My habit of shooting rather long scenes was born spontaneously on the first day of filming
Cronaca di un Amore
. Having the camera fixed to its stand immediately caused me real discomfort. I felt paralysed, as if I were being prevented from following closely the one thing in the film that interested me: I mean, the characters. The next day, I called for a dolly, and I began to follow my characters till I felt the need to move on to another exercise. For me, this was the best way to be real, to be true.… I have never succeeded in composing a scene without having the camera with me, nor have I ever been able to make my characters talk in accordance with a pre-established script.… I needed to see the characters, to see even their simplest gestures.

That vitality of gesture ebbed away in the next period, constrained by the tragic posture of love. As Antonioni generalized the failure of love, so he idealized the forlorn woman—embodied in four films by Monica Vitti—and made her increasingly static and abstract.
L’Avventura, La Notte, L’Eclisse
, and
Il Deserto Rosso
become less moving the more urgently Antonioni himself cries out at their plight. They are dispirited films in which the urge for expression is distorted into pictorialism and lethargic compositions of entropy and in which an overall feeling of regret is oddly spiked by a type of visual lust. In
La Notte
, for instance, Jeanne Moreau walks aimlessly through Milan, witnessing the proof of social, emotional, and intellectual disarray. Yet that walk is erotic in the way it restricts her to the status of object. In all those films, but in
La Notte
especially, there is a relentless but hopeless advance on sexual intercourse as the last human action that can be taken. They are brilliant but despondent films, as if Antonioni had extended Renoir’s “everyone has their own reason” to “everyone is their own justification.” There is a constant, but unacknowledged, conflict between the senselessness of physical things, the elaborate, moribund beauty of the camera movements, and the radiance of Vitti.

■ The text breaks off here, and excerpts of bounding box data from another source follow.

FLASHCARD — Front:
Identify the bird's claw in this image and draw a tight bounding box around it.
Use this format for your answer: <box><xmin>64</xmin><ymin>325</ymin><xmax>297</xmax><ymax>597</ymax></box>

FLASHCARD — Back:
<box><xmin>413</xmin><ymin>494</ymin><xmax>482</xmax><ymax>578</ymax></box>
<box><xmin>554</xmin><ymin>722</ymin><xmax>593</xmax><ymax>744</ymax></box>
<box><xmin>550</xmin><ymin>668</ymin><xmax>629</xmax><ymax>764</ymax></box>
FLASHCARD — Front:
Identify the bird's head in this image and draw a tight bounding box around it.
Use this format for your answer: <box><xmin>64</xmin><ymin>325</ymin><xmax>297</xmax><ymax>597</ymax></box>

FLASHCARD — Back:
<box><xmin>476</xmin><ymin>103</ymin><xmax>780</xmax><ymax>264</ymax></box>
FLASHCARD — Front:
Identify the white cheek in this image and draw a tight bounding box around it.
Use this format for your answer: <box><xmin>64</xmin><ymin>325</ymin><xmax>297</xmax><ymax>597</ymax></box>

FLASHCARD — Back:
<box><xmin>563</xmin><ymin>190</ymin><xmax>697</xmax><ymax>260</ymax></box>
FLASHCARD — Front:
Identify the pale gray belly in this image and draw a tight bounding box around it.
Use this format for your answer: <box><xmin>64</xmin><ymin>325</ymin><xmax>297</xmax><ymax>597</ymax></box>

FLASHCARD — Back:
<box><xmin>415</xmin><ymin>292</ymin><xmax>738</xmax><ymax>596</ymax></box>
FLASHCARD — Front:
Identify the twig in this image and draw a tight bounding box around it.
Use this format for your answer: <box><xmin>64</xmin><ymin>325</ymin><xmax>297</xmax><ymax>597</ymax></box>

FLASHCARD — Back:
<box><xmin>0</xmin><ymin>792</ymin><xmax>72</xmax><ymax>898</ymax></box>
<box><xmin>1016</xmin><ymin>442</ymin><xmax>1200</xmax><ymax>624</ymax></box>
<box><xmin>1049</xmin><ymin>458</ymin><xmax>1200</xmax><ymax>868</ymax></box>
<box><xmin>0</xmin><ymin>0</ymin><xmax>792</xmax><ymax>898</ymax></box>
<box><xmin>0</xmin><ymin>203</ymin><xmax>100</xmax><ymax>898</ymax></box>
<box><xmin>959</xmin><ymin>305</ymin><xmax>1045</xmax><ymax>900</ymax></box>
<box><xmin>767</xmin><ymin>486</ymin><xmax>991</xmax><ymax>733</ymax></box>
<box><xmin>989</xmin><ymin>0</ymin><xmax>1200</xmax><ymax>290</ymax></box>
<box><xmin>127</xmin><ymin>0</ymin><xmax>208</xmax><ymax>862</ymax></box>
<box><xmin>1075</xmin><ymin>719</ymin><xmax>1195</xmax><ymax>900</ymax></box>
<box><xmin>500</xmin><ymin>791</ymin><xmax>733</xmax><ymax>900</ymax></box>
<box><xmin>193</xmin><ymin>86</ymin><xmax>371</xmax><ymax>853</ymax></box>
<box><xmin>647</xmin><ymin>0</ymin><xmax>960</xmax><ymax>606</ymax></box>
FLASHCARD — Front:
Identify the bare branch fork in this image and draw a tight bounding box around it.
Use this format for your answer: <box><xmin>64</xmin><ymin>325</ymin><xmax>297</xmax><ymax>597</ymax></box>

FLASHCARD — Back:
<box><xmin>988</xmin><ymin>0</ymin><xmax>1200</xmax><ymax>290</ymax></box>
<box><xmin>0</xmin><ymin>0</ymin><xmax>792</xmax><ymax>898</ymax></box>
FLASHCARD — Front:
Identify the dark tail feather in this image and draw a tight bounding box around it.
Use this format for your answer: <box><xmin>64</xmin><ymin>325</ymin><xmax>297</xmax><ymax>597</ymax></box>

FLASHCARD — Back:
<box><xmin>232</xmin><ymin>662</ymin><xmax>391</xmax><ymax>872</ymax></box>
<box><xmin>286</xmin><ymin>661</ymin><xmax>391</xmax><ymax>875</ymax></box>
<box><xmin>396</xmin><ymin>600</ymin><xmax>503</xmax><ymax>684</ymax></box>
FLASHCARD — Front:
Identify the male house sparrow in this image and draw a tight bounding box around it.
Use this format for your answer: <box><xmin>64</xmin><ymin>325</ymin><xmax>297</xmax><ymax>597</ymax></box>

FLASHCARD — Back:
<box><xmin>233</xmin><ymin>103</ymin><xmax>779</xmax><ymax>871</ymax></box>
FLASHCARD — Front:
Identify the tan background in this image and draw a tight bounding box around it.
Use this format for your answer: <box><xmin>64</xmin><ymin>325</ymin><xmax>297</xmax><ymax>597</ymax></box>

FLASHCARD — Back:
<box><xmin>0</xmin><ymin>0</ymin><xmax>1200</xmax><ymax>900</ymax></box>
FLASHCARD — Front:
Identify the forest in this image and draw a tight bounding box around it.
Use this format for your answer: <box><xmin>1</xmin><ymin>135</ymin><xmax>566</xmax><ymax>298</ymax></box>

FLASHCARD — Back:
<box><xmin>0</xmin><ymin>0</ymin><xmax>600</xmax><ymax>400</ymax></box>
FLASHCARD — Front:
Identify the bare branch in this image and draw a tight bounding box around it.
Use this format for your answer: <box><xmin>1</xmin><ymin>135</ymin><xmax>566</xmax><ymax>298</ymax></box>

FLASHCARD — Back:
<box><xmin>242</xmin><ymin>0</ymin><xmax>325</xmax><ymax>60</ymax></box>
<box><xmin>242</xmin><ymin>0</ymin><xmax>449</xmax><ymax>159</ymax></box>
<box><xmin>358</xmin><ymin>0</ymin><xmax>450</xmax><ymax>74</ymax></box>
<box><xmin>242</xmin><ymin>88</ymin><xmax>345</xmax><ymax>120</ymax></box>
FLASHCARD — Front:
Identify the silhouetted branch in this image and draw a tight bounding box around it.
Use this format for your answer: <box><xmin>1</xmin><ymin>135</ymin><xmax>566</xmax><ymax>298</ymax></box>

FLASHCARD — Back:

But Antonioni was in the process of escaping “mere” melodrama. There is nothing more challenging in
L’Avventura
than the notion that a mystery does not need solving, that the young woman has gone away. A hole has formed in “story” so that life’s formless air may seep in. Equally, in
La Notte
and
L’Eclisse
, we feel that there is some gentle force in the city and the world ready to wash over the characters, freeing us from the arid preoccupations of small, private stories. It isn’t faith—Antonioni is an anxious unbeliever. Call it light, or continuity. The conclusion of
L’Eclisse
—with the meeting missed and the urban intersection carrying on regardless—is one of the seminal passages in modern cinema. Alas, it makes so much else seem old-fashioned.

There is a suicidal element in these films happily dispelled in
Blow-Up
, the nearest Antonioni ever came to humor and a film that shifted his view of human separateness to photography itself—something hinted at in
La Signora Senza Camelie. Blow-Up
remains a cold, academic film, but it is lucid and very gripping in the central “darkroom” sequence. It had a bizarre commercial success that enabled Antonioni to make
Zabriskie Point
, his most beautiful inspection of emptiness. Whereas Renoir’s films throb with brief understanding and misunderstanding between people,
Zabriskie Point
is a quietist contemplation of figures in a landscape, superbly filmed but as if by one of Don Siegel’s body-snatchers. Its people are objects, either relics of a doomed humanist culture or the prelude to a new society in which people regress to the primitive energy of desert creatures. If only because
Zabriskie
is so cool, it demands attention. Indeed, there is a sly comparison between the “blow-ups” in
Blow-Up
and
Zabriskie Point
. In the first, the enlarged photographs illustrate the way human beings impose their instinct for meaning on external reality. While in the latter, the repeated explosions of the desert home—deprived of the violence by silence—speak for the helpless sterility of material things: not just of material goods, but the irrelevant accumulation of things that have no interior significance.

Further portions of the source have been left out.